Sun bears are cute, cuddly and playful, but they are not doing too well in their Malaysian home.
“Many of them have lost their forest habitat,” says sun bear expert Wong Siew Te. “In the past 50 years, almost all lowland forests, except for a few protected areas, have been affected by logging or cleared for plantations.”
“Now, the greatest threat to bears and wildlife clinging on to the few remaining patches of forest is poaching.
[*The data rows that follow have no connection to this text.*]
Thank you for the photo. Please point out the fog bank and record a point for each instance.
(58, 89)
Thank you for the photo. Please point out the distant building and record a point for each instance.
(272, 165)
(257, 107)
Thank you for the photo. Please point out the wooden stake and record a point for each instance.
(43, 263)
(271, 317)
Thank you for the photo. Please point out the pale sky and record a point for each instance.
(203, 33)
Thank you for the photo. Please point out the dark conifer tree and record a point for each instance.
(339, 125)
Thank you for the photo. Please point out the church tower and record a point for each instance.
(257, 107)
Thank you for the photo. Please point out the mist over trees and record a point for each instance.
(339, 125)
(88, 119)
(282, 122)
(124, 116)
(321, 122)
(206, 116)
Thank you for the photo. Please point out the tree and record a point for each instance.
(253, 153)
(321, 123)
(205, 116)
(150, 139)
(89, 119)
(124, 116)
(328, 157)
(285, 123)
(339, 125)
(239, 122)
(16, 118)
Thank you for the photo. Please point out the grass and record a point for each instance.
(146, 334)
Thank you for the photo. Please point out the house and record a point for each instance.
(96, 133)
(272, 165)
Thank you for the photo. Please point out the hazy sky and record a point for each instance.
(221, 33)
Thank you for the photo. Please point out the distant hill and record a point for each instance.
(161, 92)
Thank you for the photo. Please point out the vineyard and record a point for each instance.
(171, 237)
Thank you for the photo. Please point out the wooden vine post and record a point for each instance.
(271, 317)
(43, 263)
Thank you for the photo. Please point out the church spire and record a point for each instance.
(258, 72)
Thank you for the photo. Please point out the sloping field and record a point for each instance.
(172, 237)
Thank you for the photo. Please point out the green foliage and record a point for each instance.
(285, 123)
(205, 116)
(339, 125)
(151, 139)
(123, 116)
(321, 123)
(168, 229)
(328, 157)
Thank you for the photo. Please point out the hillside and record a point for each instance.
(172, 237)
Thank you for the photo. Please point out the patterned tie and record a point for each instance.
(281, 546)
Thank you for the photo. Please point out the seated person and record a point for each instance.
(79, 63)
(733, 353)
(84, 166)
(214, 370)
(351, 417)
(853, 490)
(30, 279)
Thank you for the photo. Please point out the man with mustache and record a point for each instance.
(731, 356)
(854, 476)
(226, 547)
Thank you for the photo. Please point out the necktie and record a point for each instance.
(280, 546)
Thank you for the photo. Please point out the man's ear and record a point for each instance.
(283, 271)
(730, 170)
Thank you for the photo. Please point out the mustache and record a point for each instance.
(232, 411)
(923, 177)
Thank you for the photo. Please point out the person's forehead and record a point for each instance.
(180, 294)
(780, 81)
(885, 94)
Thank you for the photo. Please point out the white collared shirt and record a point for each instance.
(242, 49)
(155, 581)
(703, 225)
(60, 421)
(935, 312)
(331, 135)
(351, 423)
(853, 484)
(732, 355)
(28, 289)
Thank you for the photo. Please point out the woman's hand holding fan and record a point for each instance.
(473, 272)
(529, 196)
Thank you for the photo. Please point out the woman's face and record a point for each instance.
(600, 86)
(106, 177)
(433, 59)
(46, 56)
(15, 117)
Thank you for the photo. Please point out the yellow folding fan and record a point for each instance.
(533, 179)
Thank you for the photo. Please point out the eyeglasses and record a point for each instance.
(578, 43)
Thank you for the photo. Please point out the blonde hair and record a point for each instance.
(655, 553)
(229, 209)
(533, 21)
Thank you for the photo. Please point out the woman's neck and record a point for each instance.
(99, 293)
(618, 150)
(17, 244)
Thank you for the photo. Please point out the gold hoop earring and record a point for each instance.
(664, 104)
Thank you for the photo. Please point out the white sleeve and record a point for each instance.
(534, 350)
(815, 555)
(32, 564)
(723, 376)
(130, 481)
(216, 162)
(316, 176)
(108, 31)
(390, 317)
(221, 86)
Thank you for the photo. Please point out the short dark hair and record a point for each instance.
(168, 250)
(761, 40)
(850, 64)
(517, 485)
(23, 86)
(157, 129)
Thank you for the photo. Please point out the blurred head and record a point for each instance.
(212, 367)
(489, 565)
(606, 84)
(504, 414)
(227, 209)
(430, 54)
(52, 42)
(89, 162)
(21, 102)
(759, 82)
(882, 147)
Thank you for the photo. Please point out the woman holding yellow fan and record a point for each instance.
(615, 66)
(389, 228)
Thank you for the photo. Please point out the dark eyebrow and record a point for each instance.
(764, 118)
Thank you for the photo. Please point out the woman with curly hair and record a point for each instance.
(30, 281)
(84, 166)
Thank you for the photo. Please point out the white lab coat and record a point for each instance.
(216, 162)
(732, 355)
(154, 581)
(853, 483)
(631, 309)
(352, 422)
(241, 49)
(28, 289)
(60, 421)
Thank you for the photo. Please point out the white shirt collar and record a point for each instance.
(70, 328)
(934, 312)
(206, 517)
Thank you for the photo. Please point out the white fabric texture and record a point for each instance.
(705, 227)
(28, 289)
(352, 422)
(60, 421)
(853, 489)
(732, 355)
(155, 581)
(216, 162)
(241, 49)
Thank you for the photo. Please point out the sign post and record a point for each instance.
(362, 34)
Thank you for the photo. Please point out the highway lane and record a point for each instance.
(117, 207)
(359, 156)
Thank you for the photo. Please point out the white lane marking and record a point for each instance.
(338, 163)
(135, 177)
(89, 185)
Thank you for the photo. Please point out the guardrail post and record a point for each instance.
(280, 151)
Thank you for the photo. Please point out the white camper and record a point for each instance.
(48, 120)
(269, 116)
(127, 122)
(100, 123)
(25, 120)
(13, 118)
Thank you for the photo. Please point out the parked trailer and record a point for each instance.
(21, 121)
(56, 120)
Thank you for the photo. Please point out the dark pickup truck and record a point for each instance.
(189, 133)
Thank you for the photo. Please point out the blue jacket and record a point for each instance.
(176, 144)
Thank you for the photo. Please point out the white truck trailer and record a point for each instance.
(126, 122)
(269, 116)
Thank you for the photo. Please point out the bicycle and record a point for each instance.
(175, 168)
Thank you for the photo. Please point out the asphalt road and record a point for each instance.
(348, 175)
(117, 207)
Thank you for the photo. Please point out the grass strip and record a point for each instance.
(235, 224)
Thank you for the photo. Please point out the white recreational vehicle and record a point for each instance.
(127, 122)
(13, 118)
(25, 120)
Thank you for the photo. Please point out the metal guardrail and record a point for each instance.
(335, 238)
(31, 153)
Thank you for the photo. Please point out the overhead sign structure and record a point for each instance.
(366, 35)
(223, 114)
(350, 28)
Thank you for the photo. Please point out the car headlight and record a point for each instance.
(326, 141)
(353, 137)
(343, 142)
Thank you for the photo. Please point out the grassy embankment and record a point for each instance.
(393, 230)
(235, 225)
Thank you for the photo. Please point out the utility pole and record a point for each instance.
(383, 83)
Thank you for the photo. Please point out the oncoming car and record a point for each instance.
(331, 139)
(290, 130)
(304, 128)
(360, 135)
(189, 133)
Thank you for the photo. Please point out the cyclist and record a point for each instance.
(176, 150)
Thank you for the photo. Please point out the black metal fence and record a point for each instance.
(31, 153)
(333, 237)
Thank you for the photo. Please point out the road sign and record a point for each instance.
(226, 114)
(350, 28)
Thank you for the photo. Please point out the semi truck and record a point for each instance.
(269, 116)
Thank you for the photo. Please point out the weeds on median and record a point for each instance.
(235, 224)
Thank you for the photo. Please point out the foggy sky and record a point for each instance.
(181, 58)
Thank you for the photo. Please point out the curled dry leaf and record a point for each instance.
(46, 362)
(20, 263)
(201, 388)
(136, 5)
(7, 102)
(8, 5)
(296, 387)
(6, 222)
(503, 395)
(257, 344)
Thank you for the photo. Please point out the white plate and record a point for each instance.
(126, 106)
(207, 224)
Though just a few people are doing the hunting, the impact is devastating.”
Malaysia has good wildlife laws but poor enforcement and persecutions are poor, according to Wong.
“There are rampant sales of wildlife on the Internet; even baby sun bears can be bought,” he laments.
Wong is being interviewed in conjunction with the launch of Discovery Channel’s Frontier Borneo, an action-packed journey featuring the lives of remarkable men and women and unforgettable creatures on the third largest island on the planet.
They have to deal with home-made bombs in the oceans, explore uncharted jungles, rescue endangered animals and come face to face with deadly creatures.
This unique cast of local and international wildlife rangers, explorers, scientists and conservationists uncover some of the most spectacular landscapes to be found in Borneo.
In tonight’s episode (Astro Ch 551, 10pm), Wong faces almost insurmountable odds as he attempts to provide a new life for bear cub Dodop, which can’t even feed herself.
Wong founded the Bornean Sun Bear Conservation Centre in 2008 after witnessing many captive bears – cubs and adults – kept in small cages, unhygienic and often disgusting conditions in zoos, farms, private menageries, and private homes.